SELECT f.filename, e.experiment_name, e.collision_type
FROM files f
LEFT JOIN experiments e
ON f.experiment_id = e.id
UNION
SELECT f.filename, e.experiment_name, e.collision_type
FROM experiments e
LEFT JOIN files f
ON f.experiment_id = e.id;
+--------------------+-----------------+----------------+
| filename           | experiment_name | collision_type |
+--------------------+-----------------+----------------+
| lhcb.myfile.root   | LHCb            | pp             |
| atlas.myfile.root  | ATLAS           | pp             |
| cms.myfile.root    | CMS             | pp             |
| alice.myfile.root  | ALICE           | PbPb           |
| belle2.myfile.root | Belle2          | e+e-           |
| alice.myfile2.root | ALICE           | PbPb           |
| alps.myfile.root   | NULL            | NULL           |
| NULL               | BaBar           | e+e-           |
+--------------------+-----------------+----------------+

Note: The used SELECT statements have the same columns to use UNION (try with different columns and see what happens).

Foreign Keys

A foreign key is a column or a group of columns in a table that uniquely identifies a row in another table. The table containing the foreign key is called the child table, and the table containing the candidate key is called the referenced or parent table.

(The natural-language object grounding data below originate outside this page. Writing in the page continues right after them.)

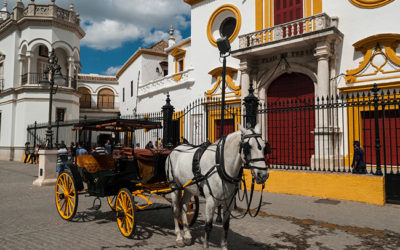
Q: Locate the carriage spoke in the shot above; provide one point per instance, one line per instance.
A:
(61, 187)
(63, 204)
(129, 215)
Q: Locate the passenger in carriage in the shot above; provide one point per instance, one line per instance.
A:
(149, 145)
(62, 159)
(99, 150)
(108, 147)
(81, 150)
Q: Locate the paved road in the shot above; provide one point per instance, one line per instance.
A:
(29, 220)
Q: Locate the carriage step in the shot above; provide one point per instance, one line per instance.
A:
(96, 206)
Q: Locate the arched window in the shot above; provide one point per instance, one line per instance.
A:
(85, 100)
(105, 99)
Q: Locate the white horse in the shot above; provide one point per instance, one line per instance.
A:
(244, 147)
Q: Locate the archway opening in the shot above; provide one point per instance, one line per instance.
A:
(291, 119)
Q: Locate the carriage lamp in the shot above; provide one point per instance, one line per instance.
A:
(54, 71)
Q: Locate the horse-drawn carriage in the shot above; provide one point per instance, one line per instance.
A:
(121, 177)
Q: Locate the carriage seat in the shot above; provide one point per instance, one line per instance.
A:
(94, 163)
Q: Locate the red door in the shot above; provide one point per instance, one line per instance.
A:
(291, 119)
(389, 135)
(229, 127)
(286, 11)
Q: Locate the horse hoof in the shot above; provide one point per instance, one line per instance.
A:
(187, 241)
(180, 243)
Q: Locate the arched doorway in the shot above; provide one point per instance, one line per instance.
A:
(105, 99)
(86, 98)
(291, 119)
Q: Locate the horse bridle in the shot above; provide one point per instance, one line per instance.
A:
(245, 146)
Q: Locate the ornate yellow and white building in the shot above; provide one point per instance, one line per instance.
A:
(293, 48)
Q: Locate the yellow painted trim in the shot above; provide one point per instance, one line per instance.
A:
(178, 46)
(135, 56)
(222, 8)
(367, 46)
(317, 7)
(216, 115)
(386, 85)
(230, 73)
(386, 39)
(369, 4)
(361, 188)
(193, 2)
(178, 53)
(307, 7)
(259, 15)
(267, 24)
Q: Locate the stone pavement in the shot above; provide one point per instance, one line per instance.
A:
(29, 220)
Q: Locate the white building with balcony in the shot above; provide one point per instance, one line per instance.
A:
(27, 35)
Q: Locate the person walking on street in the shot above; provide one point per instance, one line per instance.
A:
(34, 155)
(108, 147)
(358, 165)
(27, 152)
(72, 150)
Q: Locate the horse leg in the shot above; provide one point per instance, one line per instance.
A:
(225, 220)
(187, 237)
(176, 208)
(210, 207)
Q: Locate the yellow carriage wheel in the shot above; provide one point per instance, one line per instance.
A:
(111, 201)
(125, 209)
(192, 211)
(66, 196)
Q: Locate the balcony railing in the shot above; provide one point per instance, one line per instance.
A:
(42, 78)
(287, 30)
(165, 83)
(52, 11)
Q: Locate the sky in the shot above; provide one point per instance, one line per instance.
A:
(115, 29)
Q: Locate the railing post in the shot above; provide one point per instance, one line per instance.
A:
(375, 90)
(34, 134)
(167, 111)
(57, 127)
(251, 104)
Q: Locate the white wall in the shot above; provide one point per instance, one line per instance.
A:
(358, 23)
(130, 74)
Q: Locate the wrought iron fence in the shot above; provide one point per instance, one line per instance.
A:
(318, 134)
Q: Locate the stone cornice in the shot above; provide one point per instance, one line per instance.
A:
(193, 2)
(11, 25)
(36, 89)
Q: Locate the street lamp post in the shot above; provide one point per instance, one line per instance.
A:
(52, 68)
(224, 48)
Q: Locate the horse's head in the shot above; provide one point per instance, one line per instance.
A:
(252, 153)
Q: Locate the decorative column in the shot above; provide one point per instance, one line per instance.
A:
(322, 53)
(21, 60)
(326, 133)
(168, 111)
(70, 70)
(245, 83)
(29, 72)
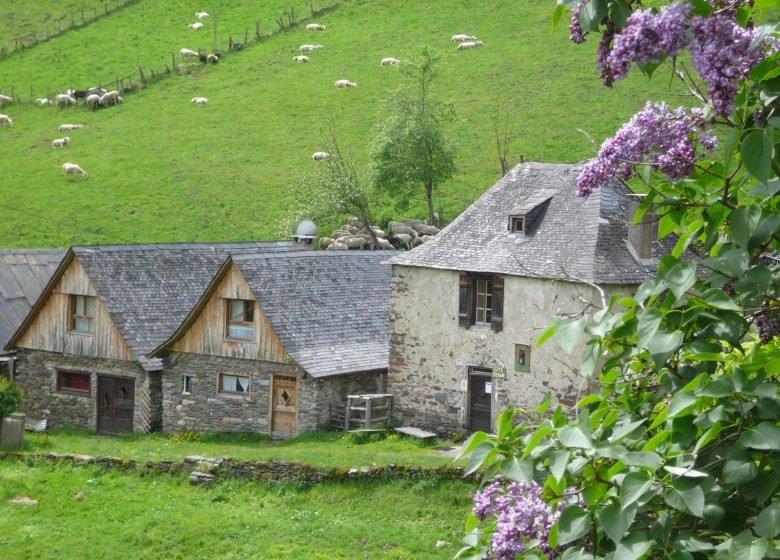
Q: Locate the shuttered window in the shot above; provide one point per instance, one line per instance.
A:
(481, 301)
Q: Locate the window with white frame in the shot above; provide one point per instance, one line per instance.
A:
(233, 384)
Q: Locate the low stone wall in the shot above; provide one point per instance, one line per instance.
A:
(204, 469)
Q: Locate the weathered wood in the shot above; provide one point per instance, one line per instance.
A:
(207, 333)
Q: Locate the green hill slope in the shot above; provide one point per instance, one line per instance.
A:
(162, 169)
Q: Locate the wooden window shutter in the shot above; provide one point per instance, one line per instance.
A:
(497, 318)
(464, 306)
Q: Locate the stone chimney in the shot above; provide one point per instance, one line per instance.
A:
(642, 234)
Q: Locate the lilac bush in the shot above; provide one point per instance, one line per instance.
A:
(669, 140)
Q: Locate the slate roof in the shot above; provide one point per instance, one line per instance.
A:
(24, 274)
(567, 237)
(330, 309)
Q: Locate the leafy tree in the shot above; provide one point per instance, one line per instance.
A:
(676, 456)
(412, 149)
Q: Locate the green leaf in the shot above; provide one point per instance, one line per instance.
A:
(573, 436)
(573, 524)
(616, 522)
(768, 521)
(743, 222)
(633, 547)
(764, 436)
(756, 153)
(633, 487)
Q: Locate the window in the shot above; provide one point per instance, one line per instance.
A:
(522, 357)
(481, 301)
(82, 314)
(240, 318)
(72, 382)
(233, 384)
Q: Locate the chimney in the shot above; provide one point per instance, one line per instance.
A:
(642, 234)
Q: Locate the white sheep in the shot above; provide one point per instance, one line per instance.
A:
(470, 45)
(460, 37)
(73, 169)
(64, 99)
(93, 100)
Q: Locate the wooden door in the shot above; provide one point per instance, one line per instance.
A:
(284, 402)
(480, 401)
(116, 402)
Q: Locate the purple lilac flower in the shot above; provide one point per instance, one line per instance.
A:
(575, 31)
(664, 138)
(648, 37)
(720, 52)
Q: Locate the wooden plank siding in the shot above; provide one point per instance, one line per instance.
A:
(50, 329)
(207, 333)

A foreign key is not required to perform JOIN operations, but it is a good practice to use them to maintain data integrity and enforce referential constraints.

Let’s quickly exemplify how to create a foreign key in MySQL using the experiments and files tables.

ALTER TABLE files
ADD CONSTRAINT fk_experiment_id
FOREIGN KEY (experiment_id)
REFERENCES experiments(id);
ERROR 1452 (23000): Cannot add or update a child row: a foreign key constraint fails (`all_experiments_data`.`#sql-1_9`, CONSTRAINT `fk_experiment_id` FOREIGN KEY (`experiment_id`) REFERENCES `experiments` (`id`))

Why it didn’t work?

What prevents to create a foreign key? How to fix the error message above?

Solution

The error message indicates that there is a constraint violation. This is because we have a row in the files table with an experiment_id that does not exist in the experiments table. In this case, we have a row with experiment_id = 9 in the files table, but there is no corresponding id in the experiments table.

Let’s add the information of the experiment ALPS

INSERT INTO experiments (experiment_name, laboratory, collision_type, start_year)
VALUES
("ALPS II", "DESY", "N/A", 2011);

And set the proper experiment_id (in this case is id = 7, confirm with SELECT * FROM experiments).

UPDATE files
SET experiment_id = 7
WHERE filename = "alps.myfile.root";

Now, try again to create the foreign key as before.

Key Points

  • JOIN operations are used to combine rows from two or more tables based on a common column.

  • Foreign keys are used to maintain data integrity and enforce references.